Todo o processo de reformas ou de revolução econômico-social gera um “custo”. Este custo é alocado a partir de um programa, que corresponde aos interesses, ideologia e estratégias, das forças políticas que controlam o Estado e hegemonizam a política, numa dada conjuntura histórica. Não é difícil localizar, no continente europeu, qual o país hegemônico, que faz a pauta européia e controla o processo de integração. Este país é a Alemanha que, de uma parte, mantém -internamente- os aspectos mais essenciais da proteção social e da legislação social-democrata e, de outra, faz as suas “reformas” moderadas, que não disseminam miséria no seu território, embora baixem a qualidade do emprego e gerem certa precarização nas relações de trabalho.
Estas mesmas reformas, todavia, em países com pouca competitividade no cenário da União Européia e no espaço global, países onde a baixa produtividade do trabalho se combina com um sistema tributário regressivo e de desigualdades sociais extremas, semelhantes ao Brasil, -estas mesmas reformas nestes países- criam um cenário devastador de desemprego, exclusão, ódio nacional e xenofobia, que chegam a produzir um cenário de guerra social não declarada, semelhante ao período que precedeu a 2a. Grande Guerra. O nacionalismo de caráter fascista, o ódio ao “estranho” com a inculpação e a violência contra os imigrantes passa a integrar o cenário político, com a tendência de derrocar as instituições da democracia representativa, que há mais de 200 anos não sofreram nenhuma inovação significativa
Para que se perceba a devastação política que isso causa (“défict democrático”), basta lembrar que num país relativamente rico e berço da política iluminista, como a França -nas eleições recentes que elegeram Macron- as forças políticas liberal-rentistas dispensaram seus partidos políticos tradicionais e, em pouco mais de 90 dias, criaram um partido, um candidato, elegeram-no com mais de 60% dos votos e conseguiram uma maioria sem precedentes, na Assembléia Nacional. Macron, é verdade, começou a perder legitimidade no outro dia, mas isso não importa: o serviço está feito e a França, que chegou a esboçar uma tênue solidariedade à Grécia, no seu contencioso sobre as reformas exigidas pela UE, consolidou-se como um espaço controlado pelo Banco Central Alemão, através do seu correspondente europeu.
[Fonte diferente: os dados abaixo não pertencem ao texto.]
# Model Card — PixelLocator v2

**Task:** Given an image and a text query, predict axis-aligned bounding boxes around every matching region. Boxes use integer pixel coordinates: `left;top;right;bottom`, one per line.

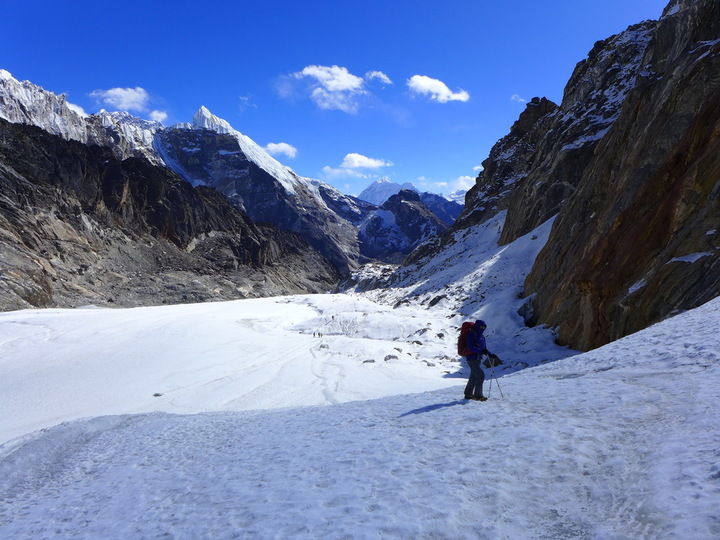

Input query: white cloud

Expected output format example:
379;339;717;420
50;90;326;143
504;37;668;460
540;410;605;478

310;87;363;114
407;75;470;103
292;65;367;112
511;94;527;103
90;86;167;122
473;165;484;171
322;152;393;180
341;153;393;169
238;95;257;112
297;65;365;92
453;175;476;192
149;110;168;123
66;102;87;117
90;87;150;112
322;165;370;179
366;70;393;85
265;142;298;159
286;65;392;114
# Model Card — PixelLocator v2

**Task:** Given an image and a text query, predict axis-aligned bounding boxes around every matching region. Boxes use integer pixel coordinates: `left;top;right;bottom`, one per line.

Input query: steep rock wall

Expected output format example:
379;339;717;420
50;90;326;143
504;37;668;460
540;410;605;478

525;0;720;350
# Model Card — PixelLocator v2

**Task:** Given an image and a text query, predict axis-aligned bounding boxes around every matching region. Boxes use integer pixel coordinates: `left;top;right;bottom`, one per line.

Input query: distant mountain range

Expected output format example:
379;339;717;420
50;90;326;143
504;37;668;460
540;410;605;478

0;0;717;355
0;69;463;308
358;178;463;227
0;71;461;275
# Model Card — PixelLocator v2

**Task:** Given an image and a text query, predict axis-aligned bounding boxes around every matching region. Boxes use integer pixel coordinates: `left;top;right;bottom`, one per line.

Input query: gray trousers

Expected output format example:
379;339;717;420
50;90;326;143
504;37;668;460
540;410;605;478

464;354;485;398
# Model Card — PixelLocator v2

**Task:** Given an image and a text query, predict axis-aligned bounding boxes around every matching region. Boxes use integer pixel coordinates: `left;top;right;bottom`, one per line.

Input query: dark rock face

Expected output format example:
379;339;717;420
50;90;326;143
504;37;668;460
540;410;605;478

499;21;657;245
418;192;463;227
0;119;339;311
396;0;718;351
154;127;363;274
358;190;449;263
453;97;559;232
420;20;655;265
525;0;720;350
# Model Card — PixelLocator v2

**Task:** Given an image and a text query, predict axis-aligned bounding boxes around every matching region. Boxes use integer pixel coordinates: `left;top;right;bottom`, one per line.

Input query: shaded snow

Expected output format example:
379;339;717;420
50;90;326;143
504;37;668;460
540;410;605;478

668;252;713;264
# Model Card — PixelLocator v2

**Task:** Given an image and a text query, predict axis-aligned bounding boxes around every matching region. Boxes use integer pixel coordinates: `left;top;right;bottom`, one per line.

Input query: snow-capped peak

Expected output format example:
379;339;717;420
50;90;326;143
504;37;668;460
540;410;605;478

0;70;89;141
191;106;298;196
192;105;234;134
359;179;418;206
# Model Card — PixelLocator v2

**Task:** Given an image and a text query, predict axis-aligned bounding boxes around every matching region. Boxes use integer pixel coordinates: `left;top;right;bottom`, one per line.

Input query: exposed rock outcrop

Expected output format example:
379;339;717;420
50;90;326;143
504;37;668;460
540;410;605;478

0;119;339;311
524;0;720;349
408;19;656;267
397;0;718;351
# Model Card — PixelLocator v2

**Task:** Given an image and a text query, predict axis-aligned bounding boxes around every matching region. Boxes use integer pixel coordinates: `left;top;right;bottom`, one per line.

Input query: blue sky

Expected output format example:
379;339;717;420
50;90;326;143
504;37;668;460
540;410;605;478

2;0;669;197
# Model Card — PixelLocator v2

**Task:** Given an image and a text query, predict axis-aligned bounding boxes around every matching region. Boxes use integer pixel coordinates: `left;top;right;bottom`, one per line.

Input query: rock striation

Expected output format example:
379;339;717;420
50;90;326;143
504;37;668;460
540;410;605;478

524;0;720;349
0;119;339;310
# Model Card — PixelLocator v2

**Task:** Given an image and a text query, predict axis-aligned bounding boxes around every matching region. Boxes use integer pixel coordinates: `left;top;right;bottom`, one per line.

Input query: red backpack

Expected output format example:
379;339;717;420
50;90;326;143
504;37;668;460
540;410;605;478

457;321;475;356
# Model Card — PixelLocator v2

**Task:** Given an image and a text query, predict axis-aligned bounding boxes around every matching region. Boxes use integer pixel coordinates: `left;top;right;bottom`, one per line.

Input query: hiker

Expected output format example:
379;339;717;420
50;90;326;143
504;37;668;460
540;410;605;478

464;319;492;401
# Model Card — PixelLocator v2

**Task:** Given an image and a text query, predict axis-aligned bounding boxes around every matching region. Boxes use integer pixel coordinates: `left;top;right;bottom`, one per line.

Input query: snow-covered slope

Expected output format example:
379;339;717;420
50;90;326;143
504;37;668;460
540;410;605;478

0;212;569;443
0;176;717;536
0;295;717;538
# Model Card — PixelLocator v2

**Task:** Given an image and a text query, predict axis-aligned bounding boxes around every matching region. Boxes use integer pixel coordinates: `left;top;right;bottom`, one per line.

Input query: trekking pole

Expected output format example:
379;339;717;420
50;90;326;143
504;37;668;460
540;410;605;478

489;356;504;399
493;371;504;398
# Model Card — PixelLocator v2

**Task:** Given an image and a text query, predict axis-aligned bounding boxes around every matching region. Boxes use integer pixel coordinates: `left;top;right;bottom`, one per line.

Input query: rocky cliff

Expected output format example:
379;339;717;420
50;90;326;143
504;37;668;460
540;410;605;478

401;0;718;351
524;0;720;349
454;19;657;242
411;18;656;267
0;119;339;310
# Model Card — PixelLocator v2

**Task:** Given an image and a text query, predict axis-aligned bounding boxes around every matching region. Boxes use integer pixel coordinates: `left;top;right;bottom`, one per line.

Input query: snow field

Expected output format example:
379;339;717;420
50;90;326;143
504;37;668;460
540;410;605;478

0;297;718;538
0;209;717;538
0;294;465;446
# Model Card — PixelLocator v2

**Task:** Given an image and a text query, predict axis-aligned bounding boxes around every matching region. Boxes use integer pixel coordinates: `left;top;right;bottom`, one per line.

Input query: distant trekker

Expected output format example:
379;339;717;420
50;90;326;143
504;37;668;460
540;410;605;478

459;319;496;401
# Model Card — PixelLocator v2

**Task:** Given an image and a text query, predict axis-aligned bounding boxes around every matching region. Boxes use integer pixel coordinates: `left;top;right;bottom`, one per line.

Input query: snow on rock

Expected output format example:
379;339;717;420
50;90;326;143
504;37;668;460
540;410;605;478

361;211;573;372
0;70;89;142
192;106;299;195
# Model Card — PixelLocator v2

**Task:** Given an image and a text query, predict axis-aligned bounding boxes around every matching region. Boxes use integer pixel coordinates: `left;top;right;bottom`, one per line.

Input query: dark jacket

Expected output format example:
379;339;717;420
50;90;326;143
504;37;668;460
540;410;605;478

466;328;488;356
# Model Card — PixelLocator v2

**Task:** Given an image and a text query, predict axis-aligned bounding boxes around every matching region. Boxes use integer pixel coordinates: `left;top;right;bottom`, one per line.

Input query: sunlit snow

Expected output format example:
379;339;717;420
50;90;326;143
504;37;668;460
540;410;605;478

1;215;718;538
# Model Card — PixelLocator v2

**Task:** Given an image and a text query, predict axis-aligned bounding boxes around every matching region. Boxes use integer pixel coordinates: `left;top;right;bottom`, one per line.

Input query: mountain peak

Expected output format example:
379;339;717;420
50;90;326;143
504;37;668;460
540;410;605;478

192;106;233;134
358;179;417;206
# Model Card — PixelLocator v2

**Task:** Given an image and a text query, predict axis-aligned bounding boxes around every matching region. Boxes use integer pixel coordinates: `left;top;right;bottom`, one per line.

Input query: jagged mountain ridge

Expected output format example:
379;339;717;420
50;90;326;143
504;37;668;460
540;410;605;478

358;189;449;263
358;179;418;205
0;73;451;272
403;19;657;268
359;178;463;226
524;0;720;349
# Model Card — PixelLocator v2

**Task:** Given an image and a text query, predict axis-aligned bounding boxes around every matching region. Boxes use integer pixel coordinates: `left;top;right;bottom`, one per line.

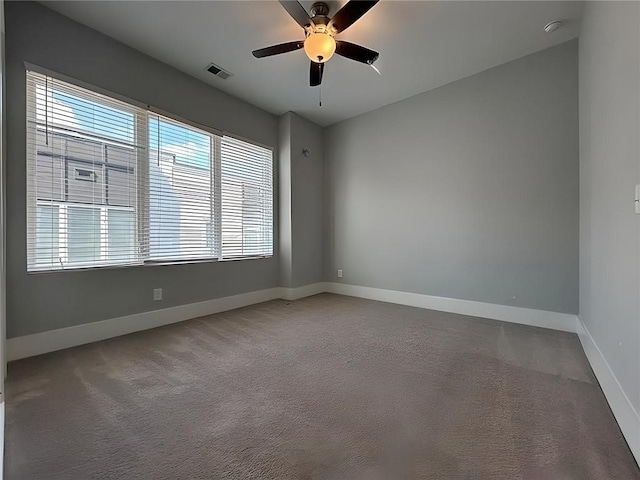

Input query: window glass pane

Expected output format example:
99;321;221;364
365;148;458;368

148;116;213;261
35;204;59;266
108;209;136;262
36;84;135;144
27;71;141;271
67;206;101;265
149;116;210;170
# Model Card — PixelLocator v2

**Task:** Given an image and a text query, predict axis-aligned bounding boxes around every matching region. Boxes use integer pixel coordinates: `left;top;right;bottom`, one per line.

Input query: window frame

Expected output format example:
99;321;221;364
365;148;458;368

25;66;274;274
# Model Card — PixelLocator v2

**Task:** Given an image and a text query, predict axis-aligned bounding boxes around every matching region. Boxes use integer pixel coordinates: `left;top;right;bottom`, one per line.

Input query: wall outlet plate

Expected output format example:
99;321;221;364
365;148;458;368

153;288;163;301
635;184;640;214
337;269;343;278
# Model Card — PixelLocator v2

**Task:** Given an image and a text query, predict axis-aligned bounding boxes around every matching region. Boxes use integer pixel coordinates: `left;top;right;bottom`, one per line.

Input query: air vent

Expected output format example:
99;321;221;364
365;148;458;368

205;63;232;80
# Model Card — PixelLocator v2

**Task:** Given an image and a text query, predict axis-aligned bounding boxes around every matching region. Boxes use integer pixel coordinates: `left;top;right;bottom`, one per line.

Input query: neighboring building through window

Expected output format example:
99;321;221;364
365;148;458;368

26;70;273;272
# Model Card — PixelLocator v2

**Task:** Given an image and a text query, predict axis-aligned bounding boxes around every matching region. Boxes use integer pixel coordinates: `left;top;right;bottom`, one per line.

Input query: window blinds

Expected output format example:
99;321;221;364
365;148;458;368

26;71;145;271
146;113;217;262
221;136;273;258
26;70;273;272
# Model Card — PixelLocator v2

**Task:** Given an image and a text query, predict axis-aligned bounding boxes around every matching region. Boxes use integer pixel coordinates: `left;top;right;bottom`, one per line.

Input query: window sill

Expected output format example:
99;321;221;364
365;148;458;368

27;254;274;275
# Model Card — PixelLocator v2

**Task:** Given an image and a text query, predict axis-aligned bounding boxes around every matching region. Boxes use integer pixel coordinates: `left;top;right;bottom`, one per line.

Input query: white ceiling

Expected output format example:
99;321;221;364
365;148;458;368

42;1;584;126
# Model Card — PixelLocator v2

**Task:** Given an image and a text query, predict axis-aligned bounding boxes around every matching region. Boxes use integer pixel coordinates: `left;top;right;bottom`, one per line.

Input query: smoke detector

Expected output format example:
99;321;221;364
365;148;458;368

543;21;563;33
205;63;232;80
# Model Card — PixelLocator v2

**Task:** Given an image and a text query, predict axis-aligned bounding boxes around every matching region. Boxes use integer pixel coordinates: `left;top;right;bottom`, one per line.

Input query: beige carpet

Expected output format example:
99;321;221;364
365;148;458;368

5;293;639;479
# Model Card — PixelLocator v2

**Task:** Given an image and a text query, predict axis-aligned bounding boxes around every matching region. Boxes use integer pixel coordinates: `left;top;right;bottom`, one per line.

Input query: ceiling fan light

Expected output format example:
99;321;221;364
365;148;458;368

304;33;336;63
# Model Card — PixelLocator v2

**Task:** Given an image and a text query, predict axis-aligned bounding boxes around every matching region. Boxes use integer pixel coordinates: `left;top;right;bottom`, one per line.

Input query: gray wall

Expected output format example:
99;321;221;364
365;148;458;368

5;2;280;338
324;41;579;315
279;112;324;288
579;2;640;413
289;113;324;287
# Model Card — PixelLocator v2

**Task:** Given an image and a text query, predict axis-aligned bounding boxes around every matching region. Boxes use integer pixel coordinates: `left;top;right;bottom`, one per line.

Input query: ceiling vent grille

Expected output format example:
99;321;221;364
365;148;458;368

205;63;232;80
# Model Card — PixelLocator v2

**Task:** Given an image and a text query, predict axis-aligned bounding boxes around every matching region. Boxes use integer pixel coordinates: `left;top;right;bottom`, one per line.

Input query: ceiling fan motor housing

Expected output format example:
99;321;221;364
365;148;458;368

310;2;330;21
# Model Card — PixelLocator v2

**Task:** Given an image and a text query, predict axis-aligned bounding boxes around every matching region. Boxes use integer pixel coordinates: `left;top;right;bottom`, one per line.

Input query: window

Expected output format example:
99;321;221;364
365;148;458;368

27;72;142;270
26;71;273;272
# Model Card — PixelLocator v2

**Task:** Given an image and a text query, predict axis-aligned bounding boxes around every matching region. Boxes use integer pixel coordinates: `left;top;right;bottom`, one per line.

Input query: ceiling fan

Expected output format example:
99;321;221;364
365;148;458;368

252;0;380;87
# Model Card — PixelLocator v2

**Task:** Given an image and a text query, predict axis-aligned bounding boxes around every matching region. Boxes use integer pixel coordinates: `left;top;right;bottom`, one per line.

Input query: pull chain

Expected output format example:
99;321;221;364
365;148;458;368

319;83;322;108
157;116;160;166
45;76;49;146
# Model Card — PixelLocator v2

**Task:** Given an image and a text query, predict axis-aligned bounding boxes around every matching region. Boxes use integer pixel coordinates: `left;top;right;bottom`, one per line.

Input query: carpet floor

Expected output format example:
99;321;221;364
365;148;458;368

4;293;639;479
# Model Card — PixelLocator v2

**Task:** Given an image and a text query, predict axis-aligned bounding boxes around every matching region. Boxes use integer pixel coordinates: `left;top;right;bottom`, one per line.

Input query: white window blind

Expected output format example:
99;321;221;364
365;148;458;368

26;71;145;271
26;70;273;272
221;136;273;258
147;113;218;262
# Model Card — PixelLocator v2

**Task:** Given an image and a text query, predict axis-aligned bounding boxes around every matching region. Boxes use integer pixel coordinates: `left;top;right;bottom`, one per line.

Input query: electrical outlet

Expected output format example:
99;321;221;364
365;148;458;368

635;184;640;214
337;269;343;278
153;288;163;301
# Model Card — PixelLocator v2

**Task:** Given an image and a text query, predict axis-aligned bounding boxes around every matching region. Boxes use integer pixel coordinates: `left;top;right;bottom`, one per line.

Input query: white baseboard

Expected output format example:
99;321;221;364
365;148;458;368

8;281;575;362
576;316;640;463
325;282;577;333
0;402;3;480
7;287;281;361
6;284;329;361
281;282;328;301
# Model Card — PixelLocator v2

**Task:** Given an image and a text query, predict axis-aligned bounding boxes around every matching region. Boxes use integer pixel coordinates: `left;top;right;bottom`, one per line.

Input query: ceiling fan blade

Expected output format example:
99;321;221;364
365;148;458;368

279;1;315;29
252;41;304;58
328;0;379;34
310;61;324;87
335;41;379;65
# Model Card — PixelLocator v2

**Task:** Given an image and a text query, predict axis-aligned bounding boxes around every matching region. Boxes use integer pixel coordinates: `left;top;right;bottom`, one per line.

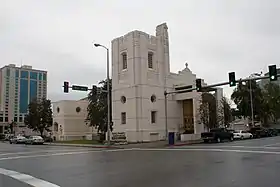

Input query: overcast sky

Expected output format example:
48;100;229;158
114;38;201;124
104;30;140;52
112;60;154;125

1;0;279;102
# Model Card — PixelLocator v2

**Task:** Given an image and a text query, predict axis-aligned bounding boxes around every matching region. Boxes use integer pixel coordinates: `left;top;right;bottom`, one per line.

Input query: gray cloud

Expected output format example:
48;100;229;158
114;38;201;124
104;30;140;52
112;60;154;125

1;0;280;100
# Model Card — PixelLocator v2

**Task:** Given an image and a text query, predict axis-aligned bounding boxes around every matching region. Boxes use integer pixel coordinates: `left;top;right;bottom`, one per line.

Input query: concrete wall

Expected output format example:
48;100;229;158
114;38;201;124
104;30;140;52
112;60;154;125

52;99;96;141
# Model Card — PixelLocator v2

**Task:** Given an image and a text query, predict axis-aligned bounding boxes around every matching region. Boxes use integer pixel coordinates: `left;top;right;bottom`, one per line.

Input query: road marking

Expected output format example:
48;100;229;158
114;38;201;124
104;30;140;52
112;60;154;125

178;145;280;150
132;148;280;155
0;168;60;187
264;142;280;147
0;148;94;157
0;148;133;161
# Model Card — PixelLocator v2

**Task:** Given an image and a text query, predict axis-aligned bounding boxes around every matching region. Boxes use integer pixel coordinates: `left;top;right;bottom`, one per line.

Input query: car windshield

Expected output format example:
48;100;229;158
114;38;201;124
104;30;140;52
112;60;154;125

32;136;42;139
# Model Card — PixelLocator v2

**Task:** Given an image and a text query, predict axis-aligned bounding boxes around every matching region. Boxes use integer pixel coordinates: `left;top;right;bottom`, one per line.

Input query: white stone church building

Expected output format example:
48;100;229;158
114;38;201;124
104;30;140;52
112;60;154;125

111;23;223;143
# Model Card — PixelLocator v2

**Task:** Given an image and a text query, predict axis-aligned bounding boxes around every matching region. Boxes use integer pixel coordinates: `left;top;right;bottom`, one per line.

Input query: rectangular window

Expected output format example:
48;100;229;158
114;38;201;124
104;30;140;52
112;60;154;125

14;117;17;122
20;71;28;78
43;73;47;81
19;117;23;122
39;73;42;80
122;53;127;70
0;117;3;122
121;112;126;124
151;111;157;124
148;53;153;69
20;79;28;113
30;80;38;101
6;68;10;77
16;70;19;78
30;72;38;80
4;117;8;122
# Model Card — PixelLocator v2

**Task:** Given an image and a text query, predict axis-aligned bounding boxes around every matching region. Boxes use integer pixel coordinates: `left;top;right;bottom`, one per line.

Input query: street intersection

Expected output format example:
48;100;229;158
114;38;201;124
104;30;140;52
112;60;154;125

1;137;280;187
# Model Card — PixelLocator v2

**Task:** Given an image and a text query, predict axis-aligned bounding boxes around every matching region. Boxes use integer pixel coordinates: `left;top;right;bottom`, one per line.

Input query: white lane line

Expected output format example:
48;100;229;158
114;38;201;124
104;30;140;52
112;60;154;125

133;148;280;155
0;148;133;161
0;148;94;157
264;142;280;147
0;168;60;187
178;145;280;150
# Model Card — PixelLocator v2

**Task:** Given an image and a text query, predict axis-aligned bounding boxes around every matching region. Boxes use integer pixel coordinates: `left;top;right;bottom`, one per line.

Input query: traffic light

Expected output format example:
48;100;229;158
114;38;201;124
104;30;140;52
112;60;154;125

63;81;69;93
91;85;98;95
196;79;202;92
268;65;277;81
228;72;236;87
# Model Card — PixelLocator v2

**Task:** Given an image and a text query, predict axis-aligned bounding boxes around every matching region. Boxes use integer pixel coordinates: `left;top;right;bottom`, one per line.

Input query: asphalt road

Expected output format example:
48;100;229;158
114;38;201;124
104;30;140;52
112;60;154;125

1;137;280;187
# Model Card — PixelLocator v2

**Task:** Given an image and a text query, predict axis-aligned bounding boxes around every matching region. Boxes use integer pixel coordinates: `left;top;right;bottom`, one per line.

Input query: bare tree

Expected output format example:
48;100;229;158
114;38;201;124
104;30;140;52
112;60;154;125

217;96;233;128
199;102;210;130
198;93;218;130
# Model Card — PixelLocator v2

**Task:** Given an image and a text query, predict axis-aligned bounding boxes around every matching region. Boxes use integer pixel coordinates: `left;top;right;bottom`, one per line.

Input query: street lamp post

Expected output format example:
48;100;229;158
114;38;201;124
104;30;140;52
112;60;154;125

94;43;111;145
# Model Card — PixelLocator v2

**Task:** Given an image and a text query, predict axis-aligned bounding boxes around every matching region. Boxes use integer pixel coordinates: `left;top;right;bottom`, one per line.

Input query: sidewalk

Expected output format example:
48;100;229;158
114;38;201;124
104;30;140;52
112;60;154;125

45;139;203;149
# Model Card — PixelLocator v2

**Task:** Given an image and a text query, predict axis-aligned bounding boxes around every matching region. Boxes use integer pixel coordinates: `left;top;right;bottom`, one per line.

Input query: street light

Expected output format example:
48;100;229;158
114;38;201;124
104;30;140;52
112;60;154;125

93;43;111;145
249;72;262;126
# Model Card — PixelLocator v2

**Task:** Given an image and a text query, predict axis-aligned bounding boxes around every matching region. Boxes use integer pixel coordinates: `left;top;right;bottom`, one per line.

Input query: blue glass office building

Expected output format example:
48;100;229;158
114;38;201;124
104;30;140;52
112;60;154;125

0;64;47;129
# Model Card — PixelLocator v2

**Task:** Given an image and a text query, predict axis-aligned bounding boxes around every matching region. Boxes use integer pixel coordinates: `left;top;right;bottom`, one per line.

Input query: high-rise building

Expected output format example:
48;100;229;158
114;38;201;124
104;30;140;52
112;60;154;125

0;64;47;134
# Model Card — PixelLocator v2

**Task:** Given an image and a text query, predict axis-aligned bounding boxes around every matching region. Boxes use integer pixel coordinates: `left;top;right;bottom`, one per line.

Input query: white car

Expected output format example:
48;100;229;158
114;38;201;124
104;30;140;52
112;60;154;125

9;136;27;144
25;136;44;145
234;130;253;140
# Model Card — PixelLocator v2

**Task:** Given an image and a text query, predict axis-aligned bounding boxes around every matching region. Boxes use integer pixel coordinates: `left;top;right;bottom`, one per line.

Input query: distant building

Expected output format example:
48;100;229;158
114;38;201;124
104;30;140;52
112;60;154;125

0;64;47;134
52;99;97;141
111;23;224;142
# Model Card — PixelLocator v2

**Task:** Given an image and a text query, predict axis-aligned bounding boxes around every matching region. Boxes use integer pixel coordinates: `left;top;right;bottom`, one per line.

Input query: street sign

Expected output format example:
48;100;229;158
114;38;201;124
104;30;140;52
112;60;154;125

72;85;88;91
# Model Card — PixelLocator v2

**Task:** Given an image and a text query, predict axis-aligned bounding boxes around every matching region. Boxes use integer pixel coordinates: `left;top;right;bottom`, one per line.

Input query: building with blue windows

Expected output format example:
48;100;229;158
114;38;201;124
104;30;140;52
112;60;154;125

0;64;47;134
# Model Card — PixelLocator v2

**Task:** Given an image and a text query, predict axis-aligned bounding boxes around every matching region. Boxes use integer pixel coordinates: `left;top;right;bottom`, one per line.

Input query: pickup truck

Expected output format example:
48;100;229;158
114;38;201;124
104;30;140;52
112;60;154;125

201;128;234;143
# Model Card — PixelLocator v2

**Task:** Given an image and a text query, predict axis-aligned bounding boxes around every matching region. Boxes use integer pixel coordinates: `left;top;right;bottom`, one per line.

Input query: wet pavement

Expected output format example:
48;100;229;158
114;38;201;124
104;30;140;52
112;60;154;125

1;137;280;187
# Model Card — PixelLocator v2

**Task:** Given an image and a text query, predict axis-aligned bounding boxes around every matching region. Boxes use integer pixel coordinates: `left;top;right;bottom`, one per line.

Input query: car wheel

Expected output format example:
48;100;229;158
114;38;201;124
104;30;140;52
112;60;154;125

230;136;234;141
216;137;221;143
250;135;253;139
241;136;244;140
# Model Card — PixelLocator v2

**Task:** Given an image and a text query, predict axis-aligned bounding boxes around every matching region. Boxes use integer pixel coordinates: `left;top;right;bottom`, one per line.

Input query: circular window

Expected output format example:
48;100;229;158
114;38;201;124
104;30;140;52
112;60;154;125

76;107;81;113
151;95;156;102
56;107;60;113
121;96;126;104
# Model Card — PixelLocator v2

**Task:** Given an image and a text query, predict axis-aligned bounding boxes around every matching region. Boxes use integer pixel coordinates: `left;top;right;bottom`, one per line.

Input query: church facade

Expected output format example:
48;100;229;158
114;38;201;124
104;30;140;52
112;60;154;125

111;23;223;142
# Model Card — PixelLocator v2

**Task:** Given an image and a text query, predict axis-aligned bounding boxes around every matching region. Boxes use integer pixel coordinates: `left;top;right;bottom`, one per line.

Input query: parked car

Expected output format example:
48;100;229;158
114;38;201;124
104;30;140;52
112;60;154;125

267;128;278;136
201;128;234;143
5;134;14;141
248;127;267;138
233;130;253;139
42;135;53;142
9;136;27;144
0;134;5;140
25;136;44;145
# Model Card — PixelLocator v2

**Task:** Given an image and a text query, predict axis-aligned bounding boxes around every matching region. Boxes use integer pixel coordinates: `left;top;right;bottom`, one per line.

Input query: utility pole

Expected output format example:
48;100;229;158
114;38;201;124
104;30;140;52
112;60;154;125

164;91;168;140
248;72;262;126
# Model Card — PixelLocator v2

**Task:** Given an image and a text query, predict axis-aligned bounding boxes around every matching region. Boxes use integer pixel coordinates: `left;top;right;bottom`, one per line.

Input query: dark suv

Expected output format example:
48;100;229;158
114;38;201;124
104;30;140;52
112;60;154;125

249;127;267;138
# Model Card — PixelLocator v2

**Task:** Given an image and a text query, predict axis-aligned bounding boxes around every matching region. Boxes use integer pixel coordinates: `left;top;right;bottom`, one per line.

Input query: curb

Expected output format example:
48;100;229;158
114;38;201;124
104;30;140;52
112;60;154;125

167;140;203;147
44;143;123;149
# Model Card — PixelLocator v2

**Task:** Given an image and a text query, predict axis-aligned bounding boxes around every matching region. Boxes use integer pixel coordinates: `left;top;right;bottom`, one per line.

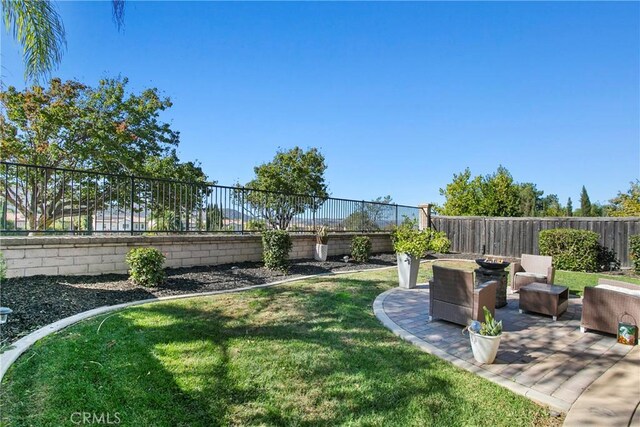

Em alguns meses, aqui no Brasil, derrubou-se um Governo legítimo, para encaminhar as “reformas”, já que bastava “retirar o PT do Governo para o país voltar a crescer”. Era uma simplificação que, se não fosse acolhida como “mote” -expresso claramente ou de forma subliminar pela maioria da mídia tradicional- seria apenas a manifestação de uma idiotia neoconservadora. Mas não o foi. A habilidade dos golpes de Estado correspondentes às décadas de 60 e 70, foi substituída pela esperteza de criar as simplificações marteladas de forma totalitária pelo oligopólio da mídia: era a busca de impor formas de dominação complexas, por métodos mais simples -o domínio da opinião pública- que, na França, exigiram criar Partidos em 90 dias. Cada país, porém, tem os Macrons que merecem e o nosso é um duplo, a simbiose grotesca de Dória e Temer: o primeiro dirige um Governo que joga água fria nos pobres que dormem ao relento, sob o aplauso dos bem-nascidos das classes ricas; o segundo deixa a nação inteira ao relento, ao perverter a democracia com o seu golpismo destrutivo da República.
Quado se opta por sair de uma crise crescendo, se escolhe a alocação de determinados “custos”, seja redistribuindo internamente a renda através de taxações progressivas suportadas pelos mais ricos, que não vão nem para a pobreza nem para miséria. Ou se escolhe reduzir as funções públicas do Estado, para não investir nem fazer “gastos” , por mais sociais que eles sejam. No primeiro caso exige-se uma reestruturação da dívida pública, combinada com um sistema tributário que onere os ricos e muitos ricos, para o Estado funcionar com um mínimo de decência. No segundo caso, os únicos poupados são os proprietários globais da dívida pública, o “rentismo” do “primeiro mundo” que acumula sem trabalho.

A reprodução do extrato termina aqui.